Nokia, the world’s largest mobile phone maker, is declaring victory after the English High Court ruled that most of the patents held by wireless firm InterDigital aren’t essential for mobile operators who want to offer UMTS 3G wireless data services. However, the court did not through out all of InterDigital’s patent claims, ruling that one of the company’s patents is essential to UMTS WCDMA phone standard used in Europe, effectively leaving InterDigital with two patents (Nokia withdrew its challenge on another) that are “essential” to the 3G phone standard supported by the European Telecommunications Standards Institute.
The patents in the case all relate to power control, both in handsets and base stations. The court plans a hearing on the remaining InterDigital patent, and Nokia could be found to have infringed on it. Nonetheless, the Finland company was ebullient about the court’s decision: “The result is an extremely favorable outcome for Nokia and other industry participants,” Nokia said in a statement.

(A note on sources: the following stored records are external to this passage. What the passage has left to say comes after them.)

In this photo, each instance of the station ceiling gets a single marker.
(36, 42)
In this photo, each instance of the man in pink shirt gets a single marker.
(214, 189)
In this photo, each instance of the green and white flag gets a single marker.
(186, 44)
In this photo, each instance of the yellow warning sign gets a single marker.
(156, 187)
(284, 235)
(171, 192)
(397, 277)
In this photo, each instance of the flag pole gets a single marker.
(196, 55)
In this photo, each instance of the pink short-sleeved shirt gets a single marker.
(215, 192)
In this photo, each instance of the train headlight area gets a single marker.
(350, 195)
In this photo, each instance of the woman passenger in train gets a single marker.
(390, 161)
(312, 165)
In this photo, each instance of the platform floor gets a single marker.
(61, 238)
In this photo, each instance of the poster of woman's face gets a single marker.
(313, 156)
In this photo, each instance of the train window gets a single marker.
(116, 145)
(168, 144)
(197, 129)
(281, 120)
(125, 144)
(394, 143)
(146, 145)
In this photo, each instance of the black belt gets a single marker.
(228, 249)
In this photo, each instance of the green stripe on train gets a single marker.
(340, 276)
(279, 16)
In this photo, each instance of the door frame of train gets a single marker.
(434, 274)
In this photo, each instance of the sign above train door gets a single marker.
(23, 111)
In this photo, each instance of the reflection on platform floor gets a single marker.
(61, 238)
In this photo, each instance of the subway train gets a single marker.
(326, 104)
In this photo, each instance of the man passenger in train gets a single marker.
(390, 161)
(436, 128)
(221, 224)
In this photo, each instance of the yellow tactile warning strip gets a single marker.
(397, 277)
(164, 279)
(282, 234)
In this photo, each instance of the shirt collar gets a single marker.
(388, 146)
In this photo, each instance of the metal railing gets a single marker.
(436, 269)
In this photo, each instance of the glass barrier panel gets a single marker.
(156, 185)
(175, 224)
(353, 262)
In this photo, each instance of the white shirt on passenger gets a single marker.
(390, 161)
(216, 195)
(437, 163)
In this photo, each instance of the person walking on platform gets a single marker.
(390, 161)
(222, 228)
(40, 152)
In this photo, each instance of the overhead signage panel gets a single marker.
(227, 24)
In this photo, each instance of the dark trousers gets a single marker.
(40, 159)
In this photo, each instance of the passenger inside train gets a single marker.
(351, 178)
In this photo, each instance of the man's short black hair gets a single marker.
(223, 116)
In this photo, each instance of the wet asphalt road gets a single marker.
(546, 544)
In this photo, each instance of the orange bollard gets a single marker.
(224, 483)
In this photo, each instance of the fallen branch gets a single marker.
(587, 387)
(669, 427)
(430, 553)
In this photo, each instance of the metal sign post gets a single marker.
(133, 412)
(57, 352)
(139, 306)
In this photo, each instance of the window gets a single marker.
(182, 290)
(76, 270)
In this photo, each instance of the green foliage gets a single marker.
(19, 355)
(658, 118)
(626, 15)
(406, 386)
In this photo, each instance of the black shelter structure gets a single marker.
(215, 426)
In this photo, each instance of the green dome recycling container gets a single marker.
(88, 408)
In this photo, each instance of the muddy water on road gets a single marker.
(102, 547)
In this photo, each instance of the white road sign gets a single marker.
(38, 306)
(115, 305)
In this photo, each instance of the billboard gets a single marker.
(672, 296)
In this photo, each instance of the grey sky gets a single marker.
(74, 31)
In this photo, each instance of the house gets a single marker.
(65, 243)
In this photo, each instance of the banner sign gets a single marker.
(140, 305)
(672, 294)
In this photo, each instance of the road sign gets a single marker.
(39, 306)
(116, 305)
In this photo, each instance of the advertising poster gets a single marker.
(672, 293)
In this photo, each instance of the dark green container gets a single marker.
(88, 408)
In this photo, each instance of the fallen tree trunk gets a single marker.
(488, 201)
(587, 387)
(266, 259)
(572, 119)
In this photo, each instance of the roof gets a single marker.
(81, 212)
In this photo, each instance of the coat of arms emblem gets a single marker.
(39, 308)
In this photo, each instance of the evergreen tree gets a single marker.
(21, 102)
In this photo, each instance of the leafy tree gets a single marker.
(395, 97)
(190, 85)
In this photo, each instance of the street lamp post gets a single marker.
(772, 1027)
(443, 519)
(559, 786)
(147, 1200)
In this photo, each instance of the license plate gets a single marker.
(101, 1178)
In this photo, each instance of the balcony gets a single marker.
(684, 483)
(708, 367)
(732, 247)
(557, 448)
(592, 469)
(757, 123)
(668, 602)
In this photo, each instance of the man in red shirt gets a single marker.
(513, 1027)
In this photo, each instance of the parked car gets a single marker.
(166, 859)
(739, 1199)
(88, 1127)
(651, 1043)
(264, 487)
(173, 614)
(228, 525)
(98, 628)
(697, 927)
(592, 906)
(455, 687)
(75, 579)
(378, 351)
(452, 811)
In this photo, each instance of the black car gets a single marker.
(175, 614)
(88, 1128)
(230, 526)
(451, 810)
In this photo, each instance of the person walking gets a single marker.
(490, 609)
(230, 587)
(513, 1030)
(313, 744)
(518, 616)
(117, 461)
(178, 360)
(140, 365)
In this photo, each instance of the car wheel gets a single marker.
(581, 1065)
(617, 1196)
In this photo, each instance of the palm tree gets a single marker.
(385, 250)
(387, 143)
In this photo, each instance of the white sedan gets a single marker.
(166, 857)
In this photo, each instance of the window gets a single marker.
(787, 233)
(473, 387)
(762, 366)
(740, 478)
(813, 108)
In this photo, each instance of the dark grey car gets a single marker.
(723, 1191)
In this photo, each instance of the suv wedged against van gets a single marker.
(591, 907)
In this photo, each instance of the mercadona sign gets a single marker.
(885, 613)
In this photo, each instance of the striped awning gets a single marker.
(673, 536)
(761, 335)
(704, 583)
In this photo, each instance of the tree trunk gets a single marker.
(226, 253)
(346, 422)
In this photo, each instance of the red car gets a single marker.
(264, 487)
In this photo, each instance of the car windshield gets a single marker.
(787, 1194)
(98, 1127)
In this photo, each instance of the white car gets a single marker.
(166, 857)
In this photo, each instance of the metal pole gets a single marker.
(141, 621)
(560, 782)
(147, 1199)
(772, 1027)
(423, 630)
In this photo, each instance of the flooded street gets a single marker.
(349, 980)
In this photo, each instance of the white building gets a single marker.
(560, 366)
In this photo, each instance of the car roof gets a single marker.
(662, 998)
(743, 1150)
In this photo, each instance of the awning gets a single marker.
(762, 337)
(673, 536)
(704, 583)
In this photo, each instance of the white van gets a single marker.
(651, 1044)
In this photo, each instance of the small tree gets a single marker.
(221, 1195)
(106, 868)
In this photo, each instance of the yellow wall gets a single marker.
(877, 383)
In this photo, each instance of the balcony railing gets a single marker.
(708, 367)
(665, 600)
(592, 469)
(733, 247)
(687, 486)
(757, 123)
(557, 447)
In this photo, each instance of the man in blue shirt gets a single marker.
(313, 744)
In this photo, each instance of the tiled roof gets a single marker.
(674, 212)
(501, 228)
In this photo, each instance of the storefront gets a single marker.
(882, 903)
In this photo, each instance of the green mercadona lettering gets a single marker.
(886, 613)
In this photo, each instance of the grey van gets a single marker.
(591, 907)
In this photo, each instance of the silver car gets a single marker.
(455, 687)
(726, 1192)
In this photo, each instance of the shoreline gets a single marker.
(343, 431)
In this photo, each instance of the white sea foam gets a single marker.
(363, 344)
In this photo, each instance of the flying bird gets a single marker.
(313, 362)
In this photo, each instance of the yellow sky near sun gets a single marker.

Nokia filed the suit against InterDigital in mid-2005, pro-actively asking the High Court to rule that more than 30 InterDigital patents were not essential to the UMTS standard. Earlier this year, InterDigital complained the the U.S. International Trade Commission that Nokia was infringing on its patents in certain handsets and products; the company also filed a complaint about products from Samsung Electronics.
InterDigital vows to keep asserting its patents. “We are pleased to receive a ruling that the ‘610 patent is essential to the UMTS WCDMA standard,” said InterDigital’s chief legal officer Lawrence F. Shay, in a statement. “Indeed, we believe this is the first ruling by a court of law finding any patent to be essential to the 3G standard. While we believe our patent portfolio includes a number of patents and patent applications that are or may become essential to the UMTS WCDMA standard, having a Court confirm our position on the ‘610 patent after a long and thorough litigation, and coupled with Nokia’s withdrawal of its challenge against another of our patents, provides added strength to our licensing program.”
Either party can appeal the High Court’s ruling.